This result has a strong implication on the minima of \(f\).
Proposition 5 Let \(f\) be a \(L\)-smooth function with full domain, and assume \(x^{\star}\) is a minimizer of \(f\). Then, \[ \frac{1}{2L} \| \nabla f(z) \|_{*}^{2} \leq f(z) - f(x^{\star}) \leq \frac{L}{2} \| z - x^{\star} \|^{2} \quad \forall z \in \mathbb{R}^{n} . \]
Proof. The two side are proved separately.
rhs: Apply Equation 5 applied to ((x^{}, z)).

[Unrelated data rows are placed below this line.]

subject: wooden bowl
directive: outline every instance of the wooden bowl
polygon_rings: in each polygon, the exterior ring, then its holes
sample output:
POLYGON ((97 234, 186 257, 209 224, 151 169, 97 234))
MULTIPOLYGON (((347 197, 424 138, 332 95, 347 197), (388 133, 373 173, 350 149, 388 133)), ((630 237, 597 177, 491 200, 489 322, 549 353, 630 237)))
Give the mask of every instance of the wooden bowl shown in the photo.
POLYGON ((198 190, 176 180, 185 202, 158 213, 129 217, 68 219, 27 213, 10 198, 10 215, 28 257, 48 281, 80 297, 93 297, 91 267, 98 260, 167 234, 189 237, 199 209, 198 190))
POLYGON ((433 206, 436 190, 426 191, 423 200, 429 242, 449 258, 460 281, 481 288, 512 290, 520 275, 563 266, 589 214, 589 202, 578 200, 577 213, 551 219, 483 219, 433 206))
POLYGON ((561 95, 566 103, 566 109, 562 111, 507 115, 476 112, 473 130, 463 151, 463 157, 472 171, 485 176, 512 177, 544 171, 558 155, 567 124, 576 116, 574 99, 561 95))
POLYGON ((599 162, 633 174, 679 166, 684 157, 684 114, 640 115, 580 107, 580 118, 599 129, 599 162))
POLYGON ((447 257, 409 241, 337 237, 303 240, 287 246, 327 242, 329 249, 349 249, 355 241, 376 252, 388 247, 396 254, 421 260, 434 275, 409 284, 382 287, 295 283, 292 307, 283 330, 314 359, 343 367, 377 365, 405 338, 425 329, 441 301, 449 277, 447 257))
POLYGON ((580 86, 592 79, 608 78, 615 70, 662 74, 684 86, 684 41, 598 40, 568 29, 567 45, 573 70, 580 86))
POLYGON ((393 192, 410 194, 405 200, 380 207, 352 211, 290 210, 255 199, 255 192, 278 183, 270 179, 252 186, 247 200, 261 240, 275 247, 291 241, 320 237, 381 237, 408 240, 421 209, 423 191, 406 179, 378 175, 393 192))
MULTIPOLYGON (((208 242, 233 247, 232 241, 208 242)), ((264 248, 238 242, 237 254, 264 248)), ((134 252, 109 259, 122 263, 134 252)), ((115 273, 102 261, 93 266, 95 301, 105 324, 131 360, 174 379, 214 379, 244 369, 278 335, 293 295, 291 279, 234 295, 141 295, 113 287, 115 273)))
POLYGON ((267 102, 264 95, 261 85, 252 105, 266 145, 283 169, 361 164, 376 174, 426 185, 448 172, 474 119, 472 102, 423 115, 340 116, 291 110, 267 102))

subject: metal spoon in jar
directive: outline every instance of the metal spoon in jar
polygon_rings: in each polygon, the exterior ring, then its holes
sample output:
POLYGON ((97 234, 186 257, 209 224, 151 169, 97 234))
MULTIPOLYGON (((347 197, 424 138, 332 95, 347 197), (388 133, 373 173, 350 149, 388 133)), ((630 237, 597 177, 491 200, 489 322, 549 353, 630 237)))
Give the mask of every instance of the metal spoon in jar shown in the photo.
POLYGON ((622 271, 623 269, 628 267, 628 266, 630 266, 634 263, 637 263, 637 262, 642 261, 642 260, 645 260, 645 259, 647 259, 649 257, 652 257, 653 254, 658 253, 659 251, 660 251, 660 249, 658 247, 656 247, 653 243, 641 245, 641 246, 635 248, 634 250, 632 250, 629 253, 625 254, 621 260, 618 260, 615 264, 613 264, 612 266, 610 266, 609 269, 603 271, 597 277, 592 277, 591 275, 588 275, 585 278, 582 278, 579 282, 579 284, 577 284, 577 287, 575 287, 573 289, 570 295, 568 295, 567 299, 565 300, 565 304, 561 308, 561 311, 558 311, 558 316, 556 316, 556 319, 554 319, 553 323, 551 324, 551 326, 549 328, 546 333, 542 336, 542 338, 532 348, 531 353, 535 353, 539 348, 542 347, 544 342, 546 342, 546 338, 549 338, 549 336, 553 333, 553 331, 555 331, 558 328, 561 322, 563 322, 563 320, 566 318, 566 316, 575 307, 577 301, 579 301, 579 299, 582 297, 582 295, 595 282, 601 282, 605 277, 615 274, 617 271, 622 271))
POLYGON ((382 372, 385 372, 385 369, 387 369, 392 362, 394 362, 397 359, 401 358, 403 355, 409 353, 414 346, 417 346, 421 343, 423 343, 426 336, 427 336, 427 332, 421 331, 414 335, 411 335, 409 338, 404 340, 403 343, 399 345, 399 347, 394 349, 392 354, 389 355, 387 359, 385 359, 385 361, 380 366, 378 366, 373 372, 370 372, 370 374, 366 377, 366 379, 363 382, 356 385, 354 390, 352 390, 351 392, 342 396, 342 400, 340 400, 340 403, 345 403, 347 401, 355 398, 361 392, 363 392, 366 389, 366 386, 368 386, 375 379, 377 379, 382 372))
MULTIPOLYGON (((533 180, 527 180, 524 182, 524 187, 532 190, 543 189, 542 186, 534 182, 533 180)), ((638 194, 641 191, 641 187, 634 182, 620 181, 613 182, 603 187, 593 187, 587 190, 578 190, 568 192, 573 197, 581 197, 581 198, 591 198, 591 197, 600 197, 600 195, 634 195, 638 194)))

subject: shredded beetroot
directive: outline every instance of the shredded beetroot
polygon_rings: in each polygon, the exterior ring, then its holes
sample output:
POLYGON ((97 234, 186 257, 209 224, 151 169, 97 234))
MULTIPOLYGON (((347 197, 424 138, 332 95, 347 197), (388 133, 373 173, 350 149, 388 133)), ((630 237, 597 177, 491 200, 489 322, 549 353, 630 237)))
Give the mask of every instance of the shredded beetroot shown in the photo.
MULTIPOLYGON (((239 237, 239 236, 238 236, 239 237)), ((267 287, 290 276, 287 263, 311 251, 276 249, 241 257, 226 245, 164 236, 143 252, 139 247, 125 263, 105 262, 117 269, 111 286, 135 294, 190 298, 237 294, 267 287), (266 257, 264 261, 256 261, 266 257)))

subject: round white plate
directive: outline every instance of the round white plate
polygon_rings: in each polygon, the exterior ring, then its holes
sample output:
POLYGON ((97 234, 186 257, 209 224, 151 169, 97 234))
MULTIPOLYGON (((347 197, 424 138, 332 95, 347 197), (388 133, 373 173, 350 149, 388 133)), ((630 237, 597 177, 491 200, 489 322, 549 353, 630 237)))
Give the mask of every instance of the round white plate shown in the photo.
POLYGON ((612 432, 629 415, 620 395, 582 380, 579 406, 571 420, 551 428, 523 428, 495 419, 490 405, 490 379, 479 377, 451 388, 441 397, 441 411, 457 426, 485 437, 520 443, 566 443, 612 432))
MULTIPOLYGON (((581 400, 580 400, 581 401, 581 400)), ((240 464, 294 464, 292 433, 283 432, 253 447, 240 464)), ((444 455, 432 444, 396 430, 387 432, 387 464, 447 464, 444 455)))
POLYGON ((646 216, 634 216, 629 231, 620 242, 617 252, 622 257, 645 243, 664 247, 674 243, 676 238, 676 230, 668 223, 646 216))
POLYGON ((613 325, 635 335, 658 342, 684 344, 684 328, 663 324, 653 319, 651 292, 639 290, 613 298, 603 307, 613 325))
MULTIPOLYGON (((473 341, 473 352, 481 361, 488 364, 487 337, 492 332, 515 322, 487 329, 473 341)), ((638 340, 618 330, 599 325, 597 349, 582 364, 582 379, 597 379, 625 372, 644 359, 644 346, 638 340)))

lhs: Minimize the quadratic upper bound for \(x = z\): \[\begin{align*} f(x^{\star}) = \min_{y \in \mathbb{R}^{n}} f(y) &\leq \inf_{y} \left( f(z) + \langle \nabla f(z), y - z \rangle + \frac{L}{2} \| y - z \|^{2} \right) \\ &= \inf_{\|v\|=1} \inf_{t} \left( f(z) + t \langle \nabla f(z), v \rangle + \frac{Lt^{2}}{2} \right) , \end{align*}\] where the last inequality is obtained by the change of variable \(v = \frac{w}{\|w\|}\), \(t = \|w\|\) and \(w = y-z\). Factorizing the trinom in \(t\) leads to: \[ f(z) + t \langle \nabla f(z), v \rangle + \frac{Lt^{2}}{2} = \frac{L}{2} \left( t + \frac{1}{L} \langle \nabla f(z), v \rangle \right)^{2} - \frac{1}{2L} \langle \nabla f(z), v \rangle^{2} + f(z) . \] Hence, \[ \min_{y \in \mathbb{R}^{n}} f(y) \leq \inf_{\|v\|=1} \left( f(z) - \frac{1}{2L} \langle \nabla f(z), v \rangle^{2} \right) . \] Minimizing the infimum boils down to maximizing \(\langle \nabla f(z), v \rangle^{2}\), that is obtained with \(v = \nabla f(z)\), hence the result.
Co-coercivity of the gradient of a \(L\)-smooth function
Convex \(L\)-smooth functions are co-coercive. This result is sometimes coined Baillon–Haddad theorem (Baillon and Haddad 1977), but one shall note that the original contributionis much more general than its application to the gradient.
Proposition 6 Let \(f\) be a full-domain convex \(L\)-smooth function. Then, \(\nabla f\) is \(1/L\)-co-coercive, i.e., \[ \forall x, y \in \mathbb{R}^{n},\quad \langle \nabla f(x) - \nabla f(y), x-y \rangle \geq \frac{1}{L} \| \nabla f(x) - \nabla f(y) \|_{*}^{2} . \]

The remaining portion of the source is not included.